Две недели учений. Не слишком обременительных, ни в малейшей степени не опасных. Вермахт учится делать пиф-паф. Кстати, господа, а не объявить ли нам войну Германии? Наличие внешнего врага замечательно сплотит немецкий народ, подготовит его к тяготам неизбежной Восточной кампании.
Нет-нет, «объявить войну» вовсе не означает «воевать». Мы предоставим Адольфушке стратегическую паузу – мальчик наверняка утомился, завтракая Польшей.
Итак, «странная война» – полгода передышки на Западном фронте. Немцы приводят в порядок сухопутные силы и флот, реорганизуют авиацию. Дания, Норвегия – тут англичане впервые начинают волноваться, наблюдая, как фюрер отрабатывает технологию морского десанта. Гитлер, любимое детище Запада, понемногу выходит из-под контроля, – как и всякий уважающий себя монстр, – но и на этот раз внимает окрику. Очень мягкому окрику – не дай бог Адольфушка всё-таки испугается: ведь ему ещё предстоит скушать этих противных русских. Фюрер докажет свою преданность хозяину и в Дюнкерке, и в так называемой «битве за Британию» – хозяин всё понимает правильно, даже если монстр и сам себя умудряется обманывать.
Ну же, Адольфушка, давай, последний рывок!
Что опять не так? Ну хочешь, возьми в долю Италию, с дуче мы договоримся.
Знаешь, ты такой милый монстрик, перспективный... а забирай весь этот хлам: Румынию, Болгарию, Финляндию, кто там ещё?.. Нет, Испанию и Швецию не трогай: нам ведь необходимы и «нейтральные» страны – как иначе мы станем подкармливать тебя деньгами, технологиями и продовольствием? Ну что, готов?
Бельгия, Голландия... да-да, Люксембург – хотя сколько там этого Люксембурга... дольше произносить, чем «завоёвывать». Франция.
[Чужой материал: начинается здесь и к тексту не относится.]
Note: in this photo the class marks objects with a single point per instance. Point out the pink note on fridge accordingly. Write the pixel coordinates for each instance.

Фермы, фабрики, заводы; авиабазы, морские порты; цветы, парижанки; миляга Гофман снимает душку фюрера на фоне Эйфелевой башни; «Непокорённая» – как же, как же.
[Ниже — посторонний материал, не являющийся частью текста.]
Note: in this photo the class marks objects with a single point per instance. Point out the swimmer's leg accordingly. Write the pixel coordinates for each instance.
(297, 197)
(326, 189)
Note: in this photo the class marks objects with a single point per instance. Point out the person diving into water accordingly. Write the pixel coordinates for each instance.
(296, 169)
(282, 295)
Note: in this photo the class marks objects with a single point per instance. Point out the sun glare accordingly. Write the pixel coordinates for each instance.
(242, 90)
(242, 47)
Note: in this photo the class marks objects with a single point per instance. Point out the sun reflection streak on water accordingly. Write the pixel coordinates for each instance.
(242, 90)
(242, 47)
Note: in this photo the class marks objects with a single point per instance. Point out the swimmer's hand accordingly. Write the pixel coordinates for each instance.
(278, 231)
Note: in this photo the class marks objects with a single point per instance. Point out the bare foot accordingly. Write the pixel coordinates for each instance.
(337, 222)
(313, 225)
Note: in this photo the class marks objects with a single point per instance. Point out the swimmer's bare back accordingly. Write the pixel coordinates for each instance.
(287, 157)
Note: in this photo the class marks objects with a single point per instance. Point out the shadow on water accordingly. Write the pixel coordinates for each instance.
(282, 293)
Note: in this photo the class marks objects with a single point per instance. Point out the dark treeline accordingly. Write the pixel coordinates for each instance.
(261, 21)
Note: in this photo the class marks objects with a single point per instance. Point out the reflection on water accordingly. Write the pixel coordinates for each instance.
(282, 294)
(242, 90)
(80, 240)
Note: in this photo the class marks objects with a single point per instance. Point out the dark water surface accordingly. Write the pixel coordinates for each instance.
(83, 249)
Всё последовательно, с убедительной немецкой методичностью. Не дай бог где-нибудь надорваться, не рассчитать сил – ведь силы так нужны для Восточной кампании.
А как ты думал?
Пора, дружок, пора. Мы не для того выбрали тебя из множества таких же буйнопомешанных, чтоб в решающий момент отпустить поводок. Фас, Адольфушка, фас! Пойди и убей побольше русских, побольше, а лучше – всех. Всех! потому что пока жив на Земле хоть один русский, нам, твоим хозяевам, не будет покоя. Всегда, всегда мы будем бояться, что русские вдруг проснутся и поступят с нами по справедливости – и тогда мы исчезнем с лица Земли, исчезнем навсегда.
Фас, Адольф!
Адольф, – покуда был у власти, – послушно делал фас. Получалось так себе, не очень.